URL

si digital

Posted 30 November, 2015 by si digital in

URL

The URL tab shows data related to the URLs discovered in a crawl. The filters show common issues discovered for URLs.

Columns

This tab includes the following columns.

Address – The URL crawled.
Content – The content type of the URL.
Status Code – HTTP response code.
Status – The HTTP header response.
Indexability – Whether the URL is indexable or Non-Indexable.
Indexability Status – The reason why a URL is Non-Indexable. For example, if it’s canonicalised to another URL.
Hash – Hash value of the page. This is a duplicate content check. If two hash values match the pages are exactly the same in content.
Length – The character length of the URL.
Canonical 1 – The canonical link element data.
URL Encoded Address – The URL actually requested by the SEO Spider. All non-ASCII characters percent encoded, see RFC 3986 for further details.

Filters

This tab includes the following filters that mostly apply to HTML page URLs.

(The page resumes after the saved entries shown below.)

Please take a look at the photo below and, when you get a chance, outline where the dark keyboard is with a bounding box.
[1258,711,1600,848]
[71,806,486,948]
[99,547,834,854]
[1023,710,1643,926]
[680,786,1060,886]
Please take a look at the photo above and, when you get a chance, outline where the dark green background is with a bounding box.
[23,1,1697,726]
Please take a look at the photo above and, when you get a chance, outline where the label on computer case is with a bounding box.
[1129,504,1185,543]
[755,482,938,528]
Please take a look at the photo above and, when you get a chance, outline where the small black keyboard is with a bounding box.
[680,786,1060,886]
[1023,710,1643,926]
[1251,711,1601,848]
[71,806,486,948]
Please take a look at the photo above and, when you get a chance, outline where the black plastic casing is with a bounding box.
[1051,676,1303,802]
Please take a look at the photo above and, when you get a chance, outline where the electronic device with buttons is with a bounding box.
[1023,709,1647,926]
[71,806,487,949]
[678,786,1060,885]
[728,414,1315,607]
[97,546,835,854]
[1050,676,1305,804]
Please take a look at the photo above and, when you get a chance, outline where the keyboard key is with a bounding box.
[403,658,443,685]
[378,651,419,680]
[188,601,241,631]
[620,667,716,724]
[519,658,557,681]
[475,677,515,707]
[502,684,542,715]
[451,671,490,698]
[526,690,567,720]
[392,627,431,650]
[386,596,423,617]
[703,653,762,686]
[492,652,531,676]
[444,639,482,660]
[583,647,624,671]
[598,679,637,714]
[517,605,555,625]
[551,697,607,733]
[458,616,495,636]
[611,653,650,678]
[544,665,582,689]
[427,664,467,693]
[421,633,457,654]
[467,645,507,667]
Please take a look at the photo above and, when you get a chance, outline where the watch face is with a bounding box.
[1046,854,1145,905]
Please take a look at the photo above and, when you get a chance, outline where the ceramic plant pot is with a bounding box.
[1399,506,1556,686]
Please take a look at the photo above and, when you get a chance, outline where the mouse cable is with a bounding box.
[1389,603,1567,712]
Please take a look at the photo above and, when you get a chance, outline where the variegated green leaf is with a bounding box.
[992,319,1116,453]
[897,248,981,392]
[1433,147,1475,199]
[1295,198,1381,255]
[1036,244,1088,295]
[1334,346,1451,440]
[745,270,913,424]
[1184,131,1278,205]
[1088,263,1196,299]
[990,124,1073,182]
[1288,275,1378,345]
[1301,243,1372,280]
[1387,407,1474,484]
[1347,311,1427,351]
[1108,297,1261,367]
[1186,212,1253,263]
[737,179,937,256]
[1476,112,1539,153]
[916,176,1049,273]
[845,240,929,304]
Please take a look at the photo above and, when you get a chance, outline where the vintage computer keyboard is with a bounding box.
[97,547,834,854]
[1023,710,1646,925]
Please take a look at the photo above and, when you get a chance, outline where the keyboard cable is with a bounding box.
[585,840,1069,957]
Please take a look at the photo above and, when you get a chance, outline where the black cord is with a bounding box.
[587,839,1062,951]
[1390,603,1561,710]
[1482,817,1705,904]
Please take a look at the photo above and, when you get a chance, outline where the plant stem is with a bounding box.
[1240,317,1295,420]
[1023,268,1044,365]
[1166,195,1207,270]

Non ASCII Characters – The URL has characters in it that are not included in the ASCII character-set. Standards outline that URLs can only be sent using the ASCII character-set and some users may have difficulty with subtleties of characters outside this range. URLs must be converted into a valid ASCII format, by encoding links to the URL with safe characters (made up of % followed by two hexadecimal digits). Today browsers and the search engines are largely able to transform URLs accurately.
Underscores – The HTML page URL has underscores within it, which are not always seen as word separators by search engines. Hyphens are recommended for word separators.
Uppercase – The HTML page URL has uppercase characters within it. URLs are case sensitive, so as best practice generally URLs should be lowercase, to avoid any potential mix ups and duplicate URLs.
Multiple Slashes – The HTML page URL has multiple forward slashes in the path (for example, screamingfrog.co.uk/seo//). This is generally by mistake and as best practice URLs should only have a single slash between sections of a path to avoid any potential mix ups and duplicate URLs.
Repetitive Path – The HTML page URL has a path that is repeated in the URL string (for example, screamingfrog.co.uk/services/seo/technical/seo/). In some cases this can be legitimate and logical, however it also often points to poor URL structure and potential improvements. It can also help identify issues with incorrect relative linking, causing infinite URLs.
Contains A Space – The HTML page URL has a space in it. These are considered unsafe and could cause the link to be broken when sharing the URL. Hyphens should be used as word separators instead of spaces.
Internal Search – The HTML page URL might be part of the websites internal search function. Google and other search engines recommend blocking internal search pages from being crawled. To avoid Google indexing the blocked internal search URLs, they should not be discoverable via internal links either.
Parameters – The HTML page URL includes parameters such as ‘?’ or ‘&’ in it. This isn’t an issue for Google or other search engines to crawl, but it’s recommended to limit the number of parameters in a URL which can be complicated for users, and can be a sign of low value-add URLs.
Broken Bookmark – HTML page URLs that have a broken bookmark (also known as ‘named anchors’, ‘jump links’, and ‘skip links’) that link users to a specific part of a webpage using an ID attribute in the HTML and append a fragment (#) and the ID name to the URL. When the link is clicked, the page will scroll to the location with the bookmark. While these links can be excellent for users, it’s easy to make mistakes in the set-up, and they often become ‘broken’ over time as pages are updated and IDs are changed or removed. A broken bookmark will mean the user is still taken to the correct page, but they won’t be directed to the intended section. While Google will see these URLs as the same page (as it ignores anything from the #), they can use named anchors for ‘jump to’ links in their search results for the page ranking. Please see our guide on how to find broken bookmarks.
GA Tracking Parameters – URLs that contain Google Analytics tracking parameters. In addition to creating duplicate pages that must be crawled, using tracking parameters on links internally can overwrite the original session data. utm= parameters strip the original source of traffic and starts a new session with the specified attributes. _ga= and _gl= parameters are used for cross-domain linking and identify a specific user, including this on links prevents a unique user ID from being assigned.
Over 115 characters – The HTML page URL is over 115 characters in length. This is not necessarily an issue, however research has shown that users prefer shorter, concise URL strings.